EFI reported a loss yesterday on quarterly revenue of $138.2 million - down from $142.1 million the same period a year ago. Non-GAAP (excluding charges) net income was $18.5 million compared to $21.8 million for the same period in 2005. A tough quarter, but recoverable considering EFI has one of the best portfolios in the industry and is still in the middle of integrating profitable acquisitions. Additionally, the rough quarter can be blamed on partners like Canon who have lagged in getting products to the market which EFI depends upon to sell their software and servers.

More importantly, the company announced an internal investigation of EFI's historical stock option grants. EFI has found "potential errors related to certain historical grants". EFI has notified the SEC of this ongoing review. The Company also announced that two shareholder derivative suits were filed. The complaints allege, among other things, that officers and directors breached their fiduciary duty to the Company by improperly backdating certain grants of EFI stock options to officers of the company and violating the terms of EFI's stock option plans.

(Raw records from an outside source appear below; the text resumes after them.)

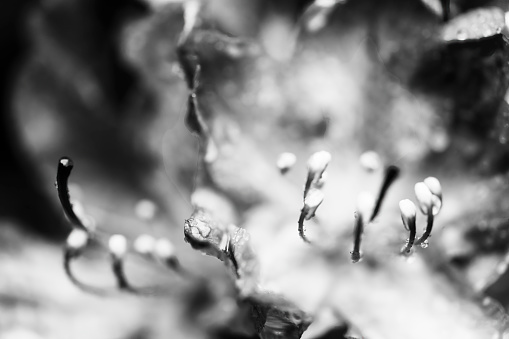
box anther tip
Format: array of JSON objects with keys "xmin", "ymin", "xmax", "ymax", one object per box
[
  {"xmin": 277, "ymin": 152, "xmax": 297, "ymax": 174},
  {"xmin": 359, "ymin": 150, "xmax": 381, "ymax": 172},
  {"xmin": 154, "ymin": 238, "xmax": 175, "ymax": 261},
  {"xmin": 307, "ymin": 151, "xmax": 331, "ymax": 174},
  {"xmin": 386, "ymin": 165, "xmax": 400, "ymax": 177},
  {"xmin": 414, "ymin": 182, "xmax": 433, "ymax": 214},
  {"xmin": 424, "ymin": 176, "xmax": 442, "ymax": 198},
  {"xmin": 350, "ymin": 251, "xmax": 363, "ymax": 263},
  {"xmin": 399, "ymin": 199, "xmax": 417, "ymax": 220},
  {"xmin": 66, "ymin": 229, "xmax": 89, "ymax": 250},
  {"xmin": 59, "ymin": 157, "xmax": 73, "ymax": 168},
  {"xmin": 109, "ymin": 234, "xmax": 128, "ymax": 258}
]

The bad news is that many companies that have found potential errors in their stock grants have lost key executives since someone has to take the fall. Earlier this month the options backdating backlash led to executives at CNET Networks and McAfee being fired after internal probes. It is too soon to know what will happen at EFI, but shareholders should hope this investigation is over quickly and that current management is spared. It should go without saying that the top few executives at EFI are the ones with the vision for today's EFI - a more diversified and healthy company. It would be unfortunate if EFI lost any of its key executives as a result of this investigation.